Even though most of the warrants were made out in the name of the Excavation and Construction Company, under which name Roos did business, they were, with but two exceptions, collected by the bank, and the bank exercised such dominion and control over the funds so collected as to constitute an appropriation thereof. The fact that the bank did not satisfy its loans at once out of the moneys received did not operate to destroy the effectiveness of its assignment, which covered the entire amount due and to become due under the contract.

There are two distinct and diverse rules in regard to the priority rights of different assignees of the same fund in the hands of a debtor. The one adopted in England, and perhaps in a majority of the states of this country, is that the assignee who first gives notice of his claim to the debtor is preferred, unless he had knowledge of an earlier assignment or unless his assignment is without a valuable consideration. The other rule, adopted in some of the states and in the federal courts, is that among successive assignees the one prior in point of time should prevail, irrespective of notice. 31 A. L. R., note beginning at page 876; 2 Pomeroy's Equity Jurisprudence (4th Ed.), 1396 et seq.; 5 Corpus Juris, 953, et seq.; Fairbanks v.Crump *167 Irrigation Supply Co., supra; Wilson v. Duncan (5th C. C. A.), 61 F.2d 515; First National Bank v. Bangor TrustCo., 297 Pa. 115, 146 A. 595; Standard Oil Co. v. PowellPaving Contracting Co., 139 S.C. 411, 138 S.E. 194.

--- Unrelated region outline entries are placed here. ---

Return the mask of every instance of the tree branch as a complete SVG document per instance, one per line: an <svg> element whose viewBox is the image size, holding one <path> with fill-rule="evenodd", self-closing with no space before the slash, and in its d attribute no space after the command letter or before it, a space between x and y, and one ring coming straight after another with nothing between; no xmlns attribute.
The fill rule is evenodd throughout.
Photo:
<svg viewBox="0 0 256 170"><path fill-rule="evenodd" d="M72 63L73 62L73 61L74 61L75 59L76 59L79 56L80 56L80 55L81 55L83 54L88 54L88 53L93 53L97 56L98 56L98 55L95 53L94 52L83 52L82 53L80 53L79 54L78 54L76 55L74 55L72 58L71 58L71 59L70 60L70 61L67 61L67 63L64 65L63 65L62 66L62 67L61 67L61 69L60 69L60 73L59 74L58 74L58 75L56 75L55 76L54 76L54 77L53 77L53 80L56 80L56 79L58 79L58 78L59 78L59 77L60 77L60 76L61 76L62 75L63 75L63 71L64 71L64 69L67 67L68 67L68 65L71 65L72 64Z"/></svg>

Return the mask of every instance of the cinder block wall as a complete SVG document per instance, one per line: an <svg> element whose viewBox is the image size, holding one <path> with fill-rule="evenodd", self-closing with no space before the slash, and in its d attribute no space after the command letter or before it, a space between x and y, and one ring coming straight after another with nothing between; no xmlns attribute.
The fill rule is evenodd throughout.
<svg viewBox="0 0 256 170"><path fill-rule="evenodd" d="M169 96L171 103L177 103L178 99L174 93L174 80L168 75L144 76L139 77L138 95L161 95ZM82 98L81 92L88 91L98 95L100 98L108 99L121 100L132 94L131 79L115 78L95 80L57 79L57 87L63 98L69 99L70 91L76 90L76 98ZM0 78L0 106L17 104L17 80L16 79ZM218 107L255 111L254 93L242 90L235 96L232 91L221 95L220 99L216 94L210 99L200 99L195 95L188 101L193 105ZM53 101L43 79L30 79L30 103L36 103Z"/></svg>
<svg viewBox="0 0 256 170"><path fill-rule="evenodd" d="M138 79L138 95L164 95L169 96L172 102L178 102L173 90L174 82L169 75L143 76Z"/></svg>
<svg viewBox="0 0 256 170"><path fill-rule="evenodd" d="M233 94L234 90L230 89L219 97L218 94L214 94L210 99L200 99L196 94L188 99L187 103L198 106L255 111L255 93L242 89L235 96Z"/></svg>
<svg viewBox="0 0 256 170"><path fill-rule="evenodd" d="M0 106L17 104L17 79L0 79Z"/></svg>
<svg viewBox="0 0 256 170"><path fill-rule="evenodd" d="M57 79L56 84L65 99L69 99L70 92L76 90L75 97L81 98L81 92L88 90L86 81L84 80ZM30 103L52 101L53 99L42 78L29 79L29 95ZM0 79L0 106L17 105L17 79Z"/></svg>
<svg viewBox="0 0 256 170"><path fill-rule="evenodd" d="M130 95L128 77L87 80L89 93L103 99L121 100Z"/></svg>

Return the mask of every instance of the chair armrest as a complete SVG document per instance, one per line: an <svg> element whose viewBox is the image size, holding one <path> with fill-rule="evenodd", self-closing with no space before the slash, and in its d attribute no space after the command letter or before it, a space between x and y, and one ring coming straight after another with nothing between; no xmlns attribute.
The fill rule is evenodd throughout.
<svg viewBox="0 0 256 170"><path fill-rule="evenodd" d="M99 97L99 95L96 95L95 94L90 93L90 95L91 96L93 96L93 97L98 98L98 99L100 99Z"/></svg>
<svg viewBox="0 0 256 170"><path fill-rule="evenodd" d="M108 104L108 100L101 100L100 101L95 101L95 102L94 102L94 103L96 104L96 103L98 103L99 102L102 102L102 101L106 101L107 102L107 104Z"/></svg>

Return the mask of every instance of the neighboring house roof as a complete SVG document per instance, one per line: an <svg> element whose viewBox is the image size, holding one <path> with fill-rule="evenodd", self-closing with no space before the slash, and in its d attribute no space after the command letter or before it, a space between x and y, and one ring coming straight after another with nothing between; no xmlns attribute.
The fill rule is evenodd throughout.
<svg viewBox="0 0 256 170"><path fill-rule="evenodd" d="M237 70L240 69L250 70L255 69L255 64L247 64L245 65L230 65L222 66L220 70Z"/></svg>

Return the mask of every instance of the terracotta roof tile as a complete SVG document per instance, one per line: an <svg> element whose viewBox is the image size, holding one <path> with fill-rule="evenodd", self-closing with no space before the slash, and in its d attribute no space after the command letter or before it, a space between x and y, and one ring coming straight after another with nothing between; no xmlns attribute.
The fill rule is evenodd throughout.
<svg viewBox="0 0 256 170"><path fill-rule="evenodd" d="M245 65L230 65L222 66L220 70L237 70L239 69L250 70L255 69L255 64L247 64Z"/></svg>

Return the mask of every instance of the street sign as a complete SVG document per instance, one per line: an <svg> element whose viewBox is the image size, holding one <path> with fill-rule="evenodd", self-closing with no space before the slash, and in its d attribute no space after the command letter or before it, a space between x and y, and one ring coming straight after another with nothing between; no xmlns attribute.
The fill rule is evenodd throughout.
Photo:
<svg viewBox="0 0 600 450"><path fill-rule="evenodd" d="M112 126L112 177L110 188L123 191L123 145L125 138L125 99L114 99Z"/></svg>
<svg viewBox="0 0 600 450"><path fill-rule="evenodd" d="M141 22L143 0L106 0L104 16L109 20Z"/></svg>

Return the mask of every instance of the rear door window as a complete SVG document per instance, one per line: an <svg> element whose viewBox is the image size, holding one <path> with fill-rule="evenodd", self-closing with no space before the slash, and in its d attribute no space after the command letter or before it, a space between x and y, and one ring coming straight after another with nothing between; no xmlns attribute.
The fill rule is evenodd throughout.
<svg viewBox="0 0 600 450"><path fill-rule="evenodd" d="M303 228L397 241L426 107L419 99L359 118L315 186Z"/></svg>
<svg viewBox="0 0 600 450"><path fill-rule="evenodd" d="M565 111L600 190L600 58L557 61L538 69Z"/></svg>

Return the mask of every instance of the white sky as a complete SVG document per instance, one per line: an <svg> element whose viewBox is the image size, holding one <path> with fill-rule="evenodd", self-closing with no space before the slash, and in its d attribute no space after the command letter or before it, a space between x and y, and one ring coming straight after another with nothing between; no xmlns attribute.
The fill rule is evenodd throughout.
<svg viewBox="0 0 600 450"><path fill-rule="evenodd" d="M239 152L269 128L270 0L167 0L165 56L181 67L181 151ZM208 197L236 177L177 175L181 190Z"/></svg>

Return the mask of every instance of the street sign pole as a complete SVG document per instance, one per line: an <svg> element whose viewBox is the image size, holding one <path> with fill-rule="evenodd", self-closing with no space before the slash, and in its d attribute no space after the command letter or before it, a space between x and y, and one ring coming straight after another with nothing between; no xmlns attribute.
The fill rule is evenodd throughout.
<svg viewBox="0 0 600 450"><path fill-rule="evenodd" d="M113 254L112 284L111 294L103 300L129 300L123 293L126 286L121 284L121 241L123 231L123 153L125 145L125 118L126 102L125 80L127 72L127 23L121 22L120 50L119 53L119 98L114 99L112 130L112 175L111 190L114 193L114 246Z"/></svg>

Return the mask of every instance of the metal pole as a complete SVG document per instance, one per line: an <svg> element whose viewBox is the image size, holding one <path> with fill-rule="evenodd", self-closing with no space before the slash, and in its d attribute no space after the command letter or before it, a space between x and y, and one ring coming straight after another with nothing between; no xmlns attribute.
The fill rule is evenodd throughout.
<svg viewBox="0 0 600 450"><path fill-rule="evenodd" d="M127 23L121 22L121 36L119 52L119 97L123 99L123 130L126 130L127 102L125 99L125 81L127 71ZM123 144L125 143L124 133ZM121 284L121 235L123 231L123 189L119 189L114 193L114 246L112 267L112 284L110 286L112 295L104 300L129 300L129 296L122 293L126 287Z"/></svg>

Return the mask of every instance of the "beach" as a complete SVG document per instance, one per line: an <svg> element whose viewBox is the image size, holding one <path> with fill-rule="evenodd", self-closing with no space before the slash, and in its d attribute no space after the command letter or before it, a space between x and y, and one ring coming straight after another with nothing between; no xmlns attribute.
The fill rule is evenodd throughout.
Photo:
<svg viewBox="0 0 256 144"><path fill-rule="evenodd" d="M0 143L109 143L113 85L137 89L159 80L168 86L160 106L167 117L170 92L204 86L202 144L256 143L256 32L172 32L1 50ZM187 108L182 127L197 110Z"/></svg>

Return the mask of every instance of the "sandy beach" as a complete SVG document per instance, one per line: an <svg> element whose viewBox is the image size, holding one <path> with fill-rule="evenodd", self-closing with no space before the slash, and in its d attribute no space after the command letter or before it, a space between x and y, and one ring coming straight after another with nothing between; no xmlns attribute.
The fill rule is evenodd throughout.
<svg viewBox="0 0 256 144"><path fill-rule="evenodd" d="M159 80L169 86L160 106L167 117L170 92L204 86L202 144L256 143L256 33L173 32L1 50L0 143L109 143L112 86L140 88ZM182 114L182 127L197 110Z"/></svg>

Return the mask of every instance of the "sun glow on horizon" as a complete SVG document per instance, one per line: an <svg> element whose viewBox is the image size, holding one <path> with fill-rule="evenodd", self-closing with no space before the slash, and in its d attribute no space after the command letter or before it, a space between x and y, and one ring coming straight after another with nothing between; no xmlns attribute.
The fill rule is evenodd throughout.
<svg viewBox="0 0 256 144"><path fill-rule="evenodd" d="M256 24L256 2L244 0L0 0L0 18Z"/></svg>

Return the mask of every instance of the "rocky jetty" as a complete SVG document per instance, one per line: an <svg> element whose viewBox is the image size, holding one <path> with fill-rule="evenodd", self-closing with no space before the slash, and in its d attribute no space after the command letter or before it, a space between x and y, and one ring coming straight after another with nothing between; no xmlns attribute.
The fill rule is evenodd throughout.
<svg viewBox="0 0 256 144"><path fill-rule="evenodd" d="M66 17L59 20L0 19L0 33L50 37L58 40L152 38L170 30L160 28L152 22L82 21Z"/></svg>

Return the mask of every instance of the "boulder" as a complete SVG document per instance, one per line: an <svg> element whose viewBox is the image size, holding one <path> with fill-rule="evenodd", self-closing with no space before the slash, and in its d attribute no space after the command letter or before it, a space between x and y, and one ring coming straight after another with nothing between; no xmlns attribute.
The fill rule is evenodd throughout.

Here the assignment to the bank was first in point of time and was first brought to the attention of the auditor as fiscal agent. The maxim "Qui prior est tempore, potior est jure" applies with double force.

Our opinion being that the bank has a valid and enforceable assignment entitling it to receive the fund in question, it becomes unnecessary to discuss or decide the other matters presented by counsel.

The judgment of the Court of Appeals will be affirmed.

Judgment affirmed.

WEYGANDT, C.J., ALLEN, STEPHENSON, JONES, MATTHIAS and BEVIS, JJ., concur.